The authors of the new study argue that the two most famous discoveries of this century are triumphs of general scientific research, not subversive leaps. They say the mRNA vaccine stems from decades of hard work by researchers; and the observation of gravitational waves in 2015 was not an unforeseen breakthrough, but a century-old theoretical confirmation, thanks to decades of hard work, testing and sensor equipment development.

"subversion is a good thing," said Wang Dashun, a professor of management and organization at Northwestern University's Kellogg School of Business and McCormick School of Engineering, who also used citation analysis in a 2019 study. "you want freshness, but you also need daily science."

When using the improved citation analysis method, the three researchers found a gradual development trend of scientific research in nearly 50 million papers and patents published from 1945 to 2010. They studied four categories: life sciences and biomedical, physical, technological and social sciences, and found a steady decline in so-called "subversive" discoveries. "our findings suggest that the slowdown in the pace of subversion may reflect a shift in the nature of science and technology," they wrote. "

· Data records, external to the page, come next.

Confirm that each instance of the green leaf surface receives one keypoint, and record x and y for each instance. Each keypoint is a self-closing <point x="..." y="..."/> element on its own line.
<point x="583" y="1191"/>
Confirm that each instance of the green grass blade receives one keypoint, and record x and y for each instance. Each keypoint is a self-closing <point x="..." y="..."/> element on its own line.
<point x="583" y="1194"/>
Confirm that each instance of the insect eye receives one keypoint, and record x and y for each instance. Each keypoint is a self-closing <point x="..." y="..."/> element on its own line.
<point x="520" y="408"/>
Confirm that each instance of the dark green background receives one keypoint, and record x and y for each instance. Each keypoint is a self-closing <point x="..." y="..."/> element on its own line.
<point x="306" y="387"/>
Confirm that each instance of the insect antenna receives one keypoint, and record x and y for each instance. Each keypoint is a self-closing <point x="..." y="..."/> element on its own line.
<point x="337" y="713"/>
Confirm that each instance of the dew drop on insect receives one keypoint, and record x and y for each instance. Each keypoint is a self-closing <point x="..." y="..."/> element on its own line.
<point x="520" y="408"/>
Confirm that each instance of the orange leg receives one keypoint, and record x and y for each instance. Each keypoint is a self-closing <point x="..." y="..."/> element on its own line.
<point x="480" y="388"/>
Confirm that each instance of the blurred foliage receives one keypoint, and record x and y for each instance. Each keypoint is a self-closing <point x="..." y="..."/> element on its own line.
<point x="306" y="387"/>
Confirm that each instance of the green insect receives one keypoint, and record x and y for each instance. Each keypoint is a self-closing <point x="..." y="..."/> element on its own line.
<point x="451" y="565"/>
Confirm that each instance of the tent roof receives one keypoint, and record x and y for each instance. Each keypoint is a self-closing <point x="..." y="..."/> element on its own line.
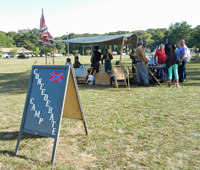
<point x="103" y="40"/>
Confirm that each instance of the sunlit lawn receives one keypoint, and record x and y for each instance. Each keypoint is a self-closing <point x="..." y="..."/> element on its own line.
<point x="140" y="128"/>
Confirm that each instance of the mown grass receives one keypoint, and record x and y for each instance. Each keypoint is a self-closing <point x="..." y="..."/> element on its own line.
<point x="140" y="128"/>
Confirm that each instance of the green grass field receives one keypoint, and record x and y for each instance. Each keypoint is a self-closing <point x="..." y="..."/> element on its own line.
<point x="140" y="128"/>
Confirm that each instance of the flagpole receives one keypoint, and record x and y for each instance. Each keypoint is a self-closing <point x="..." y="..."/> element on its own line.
<point x="53" y="54"/>
<point x="45" y="53"/>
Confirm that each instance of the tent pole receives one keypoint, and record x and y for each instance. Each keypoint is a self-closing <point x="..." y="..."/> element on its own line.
<point x="121" y="50"/>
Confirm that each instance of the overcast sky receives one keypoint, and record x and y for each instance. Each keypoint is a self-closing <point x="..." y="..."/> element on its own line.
<point x="96" y="16"/>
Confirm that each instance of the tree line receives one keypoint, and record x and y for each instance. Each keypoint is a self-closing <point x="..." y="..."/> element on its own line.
<point x="28" y="38"/>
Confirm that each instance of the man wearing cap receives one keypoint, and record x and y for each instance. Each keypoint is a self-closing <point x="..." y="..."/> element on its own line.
<point x="141" y="60"/>
<point x="95" y="58"/>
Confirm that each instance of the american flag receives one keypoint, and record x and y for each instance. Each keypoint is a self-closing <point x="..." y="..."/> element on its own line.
<point x="44" y="34"/>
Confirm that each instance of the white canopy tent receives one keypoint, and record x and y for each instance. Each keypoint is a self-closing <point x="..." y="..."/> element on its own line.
<point x="119" y="39"/>
<point x="103" y="40"/>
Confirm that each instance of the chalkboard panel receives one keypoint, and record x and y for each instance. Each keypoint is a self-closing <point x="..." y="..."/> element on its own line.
<point x="52" y="93"/>
<point x="44" y="104"/>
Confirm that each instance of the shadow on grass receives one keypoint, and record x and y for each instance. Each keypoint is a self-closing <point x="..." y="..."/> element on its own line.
<point x="19" y="156"/>
<point x="6" y="136"/>
<point x="14" y="82"/>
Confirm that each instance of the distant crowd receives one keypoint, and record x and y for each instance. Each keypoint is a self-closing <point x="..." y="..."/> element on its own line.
<point x="173" y="59"/>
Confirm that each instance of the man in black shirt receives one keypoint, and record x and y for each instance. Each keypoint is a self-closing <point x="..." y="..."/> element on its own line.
<point x="95" y="58"/>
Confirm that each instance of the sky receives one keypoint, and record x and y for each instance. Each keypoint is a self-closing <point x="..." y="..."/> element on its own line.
<point x="96" y="16"/>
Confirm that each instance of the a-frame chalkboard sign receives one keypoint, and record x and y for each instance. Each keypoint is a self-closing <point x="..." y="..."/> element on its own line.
<point x="52" y="94"/>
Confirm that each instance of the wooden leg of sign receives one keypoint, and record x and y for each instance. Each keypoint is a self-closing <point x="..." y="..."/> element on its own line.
<point x="54" y="150"/>
<point x="128" y="78"/>
<point x="18" y="141"/>
<point x="85" y="125"/>
<point x="122" y="49"/>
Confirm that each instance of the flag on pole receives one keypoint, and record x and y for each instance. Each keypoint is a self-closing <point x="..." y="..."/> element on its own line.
<point x="56" y="77"/>
<point x="44" y="34"/>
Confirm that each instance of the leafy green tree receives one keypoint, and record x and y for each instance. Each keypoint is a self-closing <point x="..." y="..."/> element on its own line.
<point x="6" y="41"/>
<point x="75" y="52"/>
<point x="59" y="45"/>
<point x="37" y="51"/>
<point x="179" y="30"/>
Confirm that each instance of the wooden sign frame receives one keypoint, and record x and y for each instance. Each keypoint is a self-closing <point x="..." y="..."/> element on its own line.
<point x="65" y="101"/>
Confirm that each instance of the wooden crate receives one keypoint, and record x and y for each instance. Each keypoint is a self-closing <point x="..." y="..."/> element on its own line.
<point x="102" y="78"/>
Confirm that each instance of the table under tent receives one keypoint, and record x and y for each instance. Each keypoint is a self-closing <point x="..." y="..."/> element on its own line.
<point x="122" y="39"/>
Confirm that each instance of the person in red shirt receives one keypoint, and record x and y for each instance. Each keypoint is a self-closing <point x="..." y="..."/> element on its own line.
<point x="160" y="53"/>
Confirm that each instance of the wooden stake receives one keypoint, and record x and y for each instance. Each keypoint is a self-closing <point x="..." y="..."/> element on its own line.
<point x="53" y="54"/>
<point x="45" y="53"/>
<point x="74" y="53"/>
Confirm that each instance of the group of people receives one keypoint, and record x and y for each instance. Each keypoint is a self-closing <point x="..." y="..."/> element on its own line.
<point x="173" y="58"/>
<point x="96" y="58"/>
<point x="95" y="61"/>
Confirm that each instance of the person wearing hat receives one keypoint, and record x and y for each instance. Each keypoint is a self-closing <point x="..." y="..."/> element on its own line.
<point x="141" y="60"/>
<point x="107" y="57"/>
<point x="95" y="58"/>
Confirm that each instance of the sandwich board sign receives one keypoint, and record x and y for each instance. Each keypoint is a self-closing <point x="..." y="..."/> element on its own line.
<point x="52" y="94"/>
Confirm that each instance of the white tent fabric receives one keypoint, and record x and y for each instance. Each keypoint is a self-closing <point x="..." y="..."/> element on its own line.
<point x="104" y="40"/>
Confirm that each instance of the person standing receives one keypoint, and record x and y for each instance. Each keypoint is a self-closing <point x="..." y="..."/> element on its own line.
<point x="160" y="53"/>
<point x="183" y="59"/>
<point x="141" y="60"/>
<point x="197" y="54"/>
<point x="95" y="58"/>
<point x="171" y="64"/>
<point x="107" y="57"/>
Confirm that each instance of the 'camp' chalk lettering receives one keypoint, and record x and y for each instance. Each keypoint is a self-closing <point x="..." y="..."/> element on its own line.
<point x="31" y="101"/>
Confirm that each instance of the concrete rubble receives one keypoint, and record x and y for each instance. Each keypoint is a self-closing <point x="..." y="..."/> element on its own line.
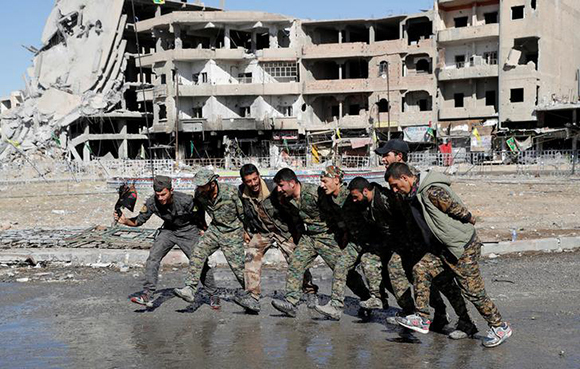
<point x="76" y="73"/>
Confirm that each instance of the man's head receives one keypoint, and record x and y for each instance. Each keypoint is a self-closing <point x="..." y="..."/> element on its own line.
<point x="393" y="151"/>
<point x="361" y="190"/>
<point x="251" y="178"/>
<point x="286" y="182"/>
<point x="331" y="180"/>
<point x="206" y="181"/>
<point x="163" y="189"/>
<point x="400" y="178"/>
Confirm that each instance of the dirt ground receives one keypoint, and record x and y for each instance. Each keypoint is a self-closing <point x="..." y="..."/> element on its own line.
<point x="540" y="208"/>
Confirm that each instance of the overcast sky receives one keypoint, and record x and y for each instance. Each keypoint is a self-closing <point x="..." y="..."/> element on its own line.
<point x="22" y="21"/>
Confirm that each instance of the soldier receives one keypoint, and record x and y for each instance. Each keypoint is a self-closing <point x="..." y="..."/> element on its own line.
<point x="355" y="238"/>
<point x="304" y="201"/>
<point x="266" y="226"/>
<point x="225" y="232"/>
<point x="180" y="227"/>
<point x="447" y="227"/>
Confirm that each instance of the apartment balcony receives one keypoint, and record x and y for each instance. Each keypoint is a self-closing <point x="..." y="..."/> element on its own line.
<point x="467" y="113"/>
<point x="338" y="86"/>
<point x="469" y="33"/>
<point x="469" y="72"/>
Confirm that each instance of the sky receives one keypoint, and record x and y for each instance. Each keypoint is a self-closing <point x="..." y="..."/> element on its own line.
<point x="22" y="22"/>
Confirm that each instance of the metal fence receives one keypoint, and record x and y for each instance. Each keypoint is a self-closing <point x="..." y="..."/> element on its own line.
<point x="528" y="163"/>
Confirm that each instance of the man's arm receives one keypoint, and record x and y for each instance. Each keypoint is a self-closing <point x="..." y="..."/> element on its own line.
<point x="444" y="202"/>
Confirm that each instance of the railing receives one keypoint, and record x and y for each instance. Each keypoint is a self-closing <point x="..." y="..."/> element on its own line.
<point x="531" y="163"/>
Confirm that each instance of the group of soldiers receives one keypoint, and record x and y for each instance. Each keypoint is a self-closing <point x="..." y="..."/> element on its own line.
<point x="413" y="237"/>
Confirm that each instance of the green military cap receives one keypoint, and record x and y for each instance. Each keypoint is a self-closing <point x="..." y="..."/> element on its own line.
<point x="204" y="176"/>
<point x="161" y="182"/>
<point x="332" y="171"/>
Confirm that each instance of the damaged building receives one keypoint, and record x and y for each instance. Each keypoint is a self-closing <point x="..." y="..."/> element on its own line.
<point x="129" y="79"/>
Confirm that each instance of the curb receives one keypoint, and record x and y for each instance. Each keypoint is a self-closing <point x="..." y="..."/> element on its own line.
<point x="104" y="257"/>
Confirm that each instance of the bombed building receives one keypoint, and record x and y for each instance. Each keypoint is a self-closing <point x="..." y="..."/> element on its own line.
<point x="133" y="79"/>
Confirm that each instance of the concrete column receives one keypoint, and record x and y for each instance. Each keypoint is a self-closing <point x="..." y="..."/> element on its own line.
<point x="227" y="39"/>
<point x="372" y="36"/>
<point x="254" y="40"/>
<point x="273" y="37"/>
<point x="178" y="40"/>
<point x="86" y="151"/>
<point x="124" y="147"/>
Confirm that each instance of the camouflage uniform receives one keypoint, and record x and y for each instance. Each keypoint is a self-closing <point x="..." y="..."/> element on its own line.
<point x="268" y="227"/>
<point x="225" y="231"/>
<point x="181" y="219"/>
<point x="317" y="240"/>
<point x="465" y="269"/>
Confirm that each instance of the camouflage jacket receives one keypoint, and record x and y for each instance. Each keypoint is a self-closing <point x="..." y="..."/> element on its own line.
<point x="226" y="210"/>
<point x="182" y="214"/>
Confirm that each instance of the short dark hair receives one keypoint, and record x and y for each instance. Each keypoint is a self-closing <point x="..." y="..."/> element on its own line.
<point x="285" y="174"/>
<point x="248" y="169"/>
<point x="397" y="170"/>
<point x="359" y="184"/>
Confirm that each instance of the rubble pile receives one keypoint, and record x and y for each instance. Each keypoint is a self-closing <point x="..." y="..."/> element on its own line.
<point x="78" y="72"/>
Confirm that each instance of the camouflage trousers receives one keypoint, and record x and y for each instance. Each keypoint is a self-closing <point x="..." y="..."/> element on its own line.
<point x="231" y="244"/>
<point x="165" y="241"/>
<point x="466" y="273"/>
<point x="400" y="268"/>
<point x="255" y="251"/>
<point x="352" y="255"/>
<point x="303" y="257"/>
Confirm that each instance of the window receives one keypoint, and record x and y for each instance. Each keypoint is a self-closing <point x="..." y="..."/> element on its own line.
<point x="287" y="71"/>
<point x="518" y="12"/>
<point x="458" y="100"/>
<point x="286" y="111"/>
<point x="460" y="22"/>
<point x="197" y="112"/>
<point x="490" y="18"/>
<point x="459" y="61"/>
<point x="517" y="95"/>
<point x="490" y="57"/>
<point x="245" y="112"/>
<point x="490" y="98"/>
<point x="383" y="66"/>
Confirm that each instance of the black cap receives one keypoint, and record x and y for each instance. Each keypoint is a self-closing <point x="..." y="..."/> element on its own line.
<point x="161" y="182"/>
<point x="395" y="144"/>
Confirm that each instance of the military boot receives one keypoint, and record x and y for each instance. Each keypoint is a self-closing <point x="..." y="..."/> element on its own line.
<point x="187" y="293"/>
<point x="329" y="311"/>
<point x="285" y="307"/>
<point x="248" y="302"/>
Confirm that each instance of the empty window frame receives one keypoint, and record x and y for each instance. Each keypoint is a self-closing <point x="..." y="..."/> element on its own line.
<point x="491" y="18"/>
<point x="459" y="61"/>
<point x="460" y="22"/>
<point x="516" y="95"/>
<point x="518" y="12"/>
<point x="282" y="70"/>
<point x="459" y="97"/>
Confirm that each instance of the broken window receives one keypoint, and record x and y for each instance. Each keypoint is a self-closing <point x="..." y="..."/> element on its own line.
<point x="518" y="12"/>
<point x="490" y="98"/>
<point x="245" y="112"/>
<point x="383" y="106"/>
<point x="458" y="100"/>
<point x="517" y="95"/>
<point x="459" y="61"/>
<point x="197" y="112"/>
<point x="491" y="18"/>
<point x="460" y="22"/>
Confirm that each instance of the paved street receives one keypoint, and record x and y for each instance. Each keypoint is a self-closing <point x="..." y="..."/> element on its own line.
<point x="80" y="317"/>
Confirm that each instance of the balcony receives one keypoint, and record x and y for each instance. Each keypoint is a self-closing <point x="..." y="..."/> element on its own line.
<point x="470" y="72"/>
<point x="467" y="113"/>
<point x="469" y="33"/>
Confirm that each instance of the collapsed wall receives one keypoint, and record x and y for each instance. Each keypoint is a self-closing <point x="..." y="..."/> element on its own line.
<point x="78" y="72"/>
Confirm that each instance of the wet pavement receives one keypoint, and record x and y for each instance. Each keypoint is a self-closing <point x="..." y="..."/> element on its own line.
<point x="85" y="320"/>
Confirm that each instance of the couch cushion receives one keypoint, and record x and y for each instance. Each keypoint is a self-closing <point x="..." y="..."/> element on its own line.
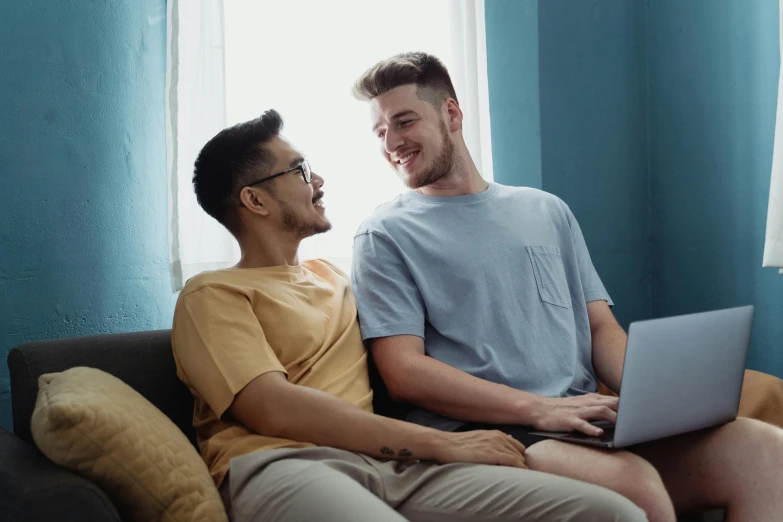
<point x="143" y="360"/>
<point x="92" y="422"/>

Their new methods and regular citation analysis are based on the fact that scientists need to cite published research that helps form their papers. Since the 1950s, researchers have begun to count these citations to determine the importance of related research.

But statistics can be misleading. Some authors often cite their own research. And the leaders of the scientific community will also get a lot of citations for their otherwise humble discoveries. Worst of all, studies have found that some of the most frequently cited papers have little effect on mainstream technologies that are widely used in the scientific community.

The new method studies citations more deeply, so as to more effectively distinguish daily scientific research work from real subversive breakthroughs. The new study analyzes not only the number of citations of some scientific research, but also the studies cited before the cited scientific research. It turns out that if the results of scientific research were conventional discoveries rather than subversive breakthroughs, previous research would have been cited much more often.

Dr. Fink said the improved method made the new study so computationally expensive that the research team sometimes used supercomputers to process millions of data sets, which "took about a month." "this kind of thing could not have been done ten years ago," he said. "it's within reach now."

The new technology has also helped other researchers such as Wang Dashun. In 2019, he and his colleagues reported that small teams were more innovative than larger ones. The effectiveness of this discovery is very strong, and over the past few decades, the composition of scientific teams has gradually shifted to larger collaborative teams.

University of Chicago sociologist James A. Evans) said in an interview that the new research "puts forward something important." This shows not only the decline in return on investment across the science sector, but also the growing importance of policy reform, he added.

"We have very orderly science," Evans said. "We are confident in the field of investment. but we are not betting on something new that could have a disruptive impact. this paper shows that we need a little less order and a little more chaos."